The computational model essentially consists of input, ON-center LGN cells, oriented excitatory simple cells, oriented inhibitory simple cells, and unoriented inhibitory cortical cells. Although for the sake of parsimony we focus only on the ON projection to cortex, our model is consistent with evidence about the projection of ON and OFF LGN cells onto cortex (see Discussion). In the following descriptions we may use the phrases “LGN cell” and “LGN field” interchangeably, while generally meaning an LGN field, since a particular RF may be common to as many as 6–20 LGN cells due to the divergence in the retinogeniculate projection (Friedlander et al., 1981). Since there is good evidence for a robust convergence of about 10 LGN cells on to a layer IV stellate cell in the cat striate cortex (Tanaka, 1983; da Costa and Martin, 2009) and at the same time the excitatory input to a cortical layer IV cell has been shown to arise largely from just one retinal cell (Lee et al., 1977), the most parsimonious scheme is that there is an excitatory convergence from a number of LGN cells with the same RF on to a single striate stellate cell (Vidyasagar, 1987). Such connectivity will be preferentially established during development by Hebbian rules that facilitate the wiring of correlated inputs on to the same cell.

The feed-forward component of the model is schematized in Figure 1A. Here, the retinal inputs to ON-center LGN cells are shown. A weakly anisotropic ON LGN cell then excites the excitatory simple cell while an isotropic ON LGN cell disynaptically inhibits the excitatory simple cell via an isotropic inhibitory cell (Hirsch et al., 2003) to create an ON-field within the simple cell RF. Inhibitory simple cells (Hirsch et al., 2003) also receive LGN inputs in the same manner. While as explained later in the Sections “Results” and “Discussion,” we believe that orientation is coded by a combination of only a limited number of broadly tuned channels at subcortical levels, for the sake of simplicity, we have modeled anisotropic LGN and simple cells for the full range of orientation preferences. An anisotropic LGN cell with a specific orientation bias provides the seed for the sharp OT seen in the excitatory simple cell of the corresponding orientation.
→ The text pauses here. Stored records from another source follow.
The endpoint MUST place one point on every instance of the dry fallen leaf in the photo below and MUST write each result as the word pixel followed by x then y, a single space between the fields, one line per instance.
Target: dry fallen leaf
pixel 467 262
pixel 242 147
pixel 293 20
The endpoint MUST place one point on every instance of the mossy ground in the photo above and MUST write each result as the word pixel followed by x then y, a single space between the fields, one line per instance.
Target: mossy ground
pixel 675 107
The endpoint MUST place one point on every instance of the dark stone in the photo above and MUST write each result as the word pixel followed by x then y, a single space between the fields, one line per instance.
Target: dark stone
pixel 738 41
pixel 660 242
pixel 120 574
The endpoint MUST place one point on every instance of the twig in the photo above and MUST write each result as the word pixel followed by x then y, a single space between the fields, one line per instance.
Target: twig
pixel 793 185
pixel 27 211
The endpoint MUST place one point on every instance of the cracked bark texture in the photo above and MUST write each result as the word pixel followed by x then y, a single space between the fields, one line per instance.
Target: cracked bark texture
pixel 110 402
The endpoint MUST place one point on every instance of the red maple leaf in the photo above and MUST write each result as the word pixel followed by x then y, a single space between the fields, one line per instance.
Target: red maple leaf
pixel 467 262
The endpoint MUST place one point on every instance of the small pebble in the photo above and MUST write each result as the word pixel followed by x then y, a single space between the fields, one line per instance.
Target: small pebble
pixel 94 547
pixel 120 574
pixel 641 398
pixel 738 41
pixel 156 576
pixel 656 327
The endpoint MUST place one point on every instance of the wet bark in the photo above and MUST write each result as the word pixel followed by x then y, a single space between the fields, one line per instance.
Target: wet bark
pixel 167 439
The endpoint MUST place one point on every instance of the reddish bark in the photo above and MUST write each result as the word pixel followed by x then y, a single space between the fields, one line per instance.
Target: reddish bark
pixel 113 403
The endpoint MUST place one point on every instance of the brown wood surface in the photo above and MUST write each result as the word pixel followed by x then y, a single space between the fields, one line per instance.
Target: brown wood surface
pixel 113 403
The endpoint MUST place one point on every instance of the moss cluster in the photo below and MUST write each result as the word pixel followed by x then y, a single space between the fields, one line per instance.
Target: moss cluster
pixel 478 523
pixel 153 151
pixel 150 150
The sharp tuning emerges via feed-forward inhibition from LGN (Vidyasagar and Heide, 1984) and recurrent excitation and inhibition within the cortex (Bonds, 1989; Somers et al., 1995; McLaughlin et al., 2000; Allison et al., 2001; Monier et al., 2003; Shapley et al., 2003; Buzás et al., 2006; Teich and Qian, 2006, 2003). Excitatory simple cells are recurrently excited by excitatory simple cells of similar orientations obeying a Gaussian distribution and at the same time receive inhibition from inhibitory simple cells with a broader Gaussian distribution of orientation preferences. This sets up a “Mexican hat” cooperative–competitive process that contributes to a sharpening of the OT. This is also consistent with the concept of how the strong iso-orientation excitation is prevented from leading to runaway excitation by strong recurrent iso-orientation inhibition (Douglas et al., 1991; Vidyasagar et al., 1996) as evidenced by the strong inhibition in the optimum orientation found in many studies (Creutzfeldt and Ito, 1968; Ferster, 1986; Douglas et al., 1991). Inhibitory simple cells are excited and inhibited in a similar way to the excitatory simple cells. Although here we explicitly model isotropic LGN cells for computational simplicity, this isotropic input to the unoriented inhibitory cortical cell (in Figure 1A) could also be modeled as a pooling of a variety of local weakly anisotropic LGN cells.

FIGURE 1

Figure 1. (A) Schematic of the feed-forward component of the ALD-RM model. The input projects to ON-center LGN cells. A weakly anisotropic ON LGN field provides feed-forward excitation to the excitatory simple cell while an isotropic ON LGN field provides disynaptic feed-forward inhibition of the excitatory simple cell via an isotropic inhibitory cell. Inhibitory simple cells also receive LGN inputs in the same manner. Anisotropic LGN and simple cells are modeled for the full range of orientation preferences. As defined in the methods, oriented excitatory and inhibitory simple cells are recurrently connected across orientation following a “Mexican hat” weighting profile. (B) LGN RFs, cortical pseudo-RFs and LGN outputs. (i) The six types of DOG spatial filters which determine the LGN inputs to the simulated simple cells. Each filter is plotted in two-dimensions and as a one-dimensional plot through the vertical midline of the filter (indicated by the dashed line). For simple cell (S1): anisotropic center with a weak surround (top left) and unoriented center with a stronger surround (top right). For simple cell (S2): anisotropic center with a weak, narrow surround (middle left) and unoriented center with a stronger, narrow surround (middle right). For the simple-like hypercomplex cell (S_H): anisotropic center with a strong surround (bottom left) and isotropic center with a weaker surround (bottom right). (ii) Pseudo-RFs of the cortical cell inputs constructed by rectifying their corresponding LGN DOG kernels [shown in (i)] and linearly combining them with the weights given in Table 1. The top, middle and bottom rows correspond to the pseudo-RFs of the (S1), (S2), and (S_H) cells, respectively. Normalized polar bar-response plots from (iii) a simulated orientation-biased ON-center LGN cell with a weak surround and (iv) a real ON-center LGN cell recorded from a cat (Data adapted from Vidyasagar and Urbas, 1982).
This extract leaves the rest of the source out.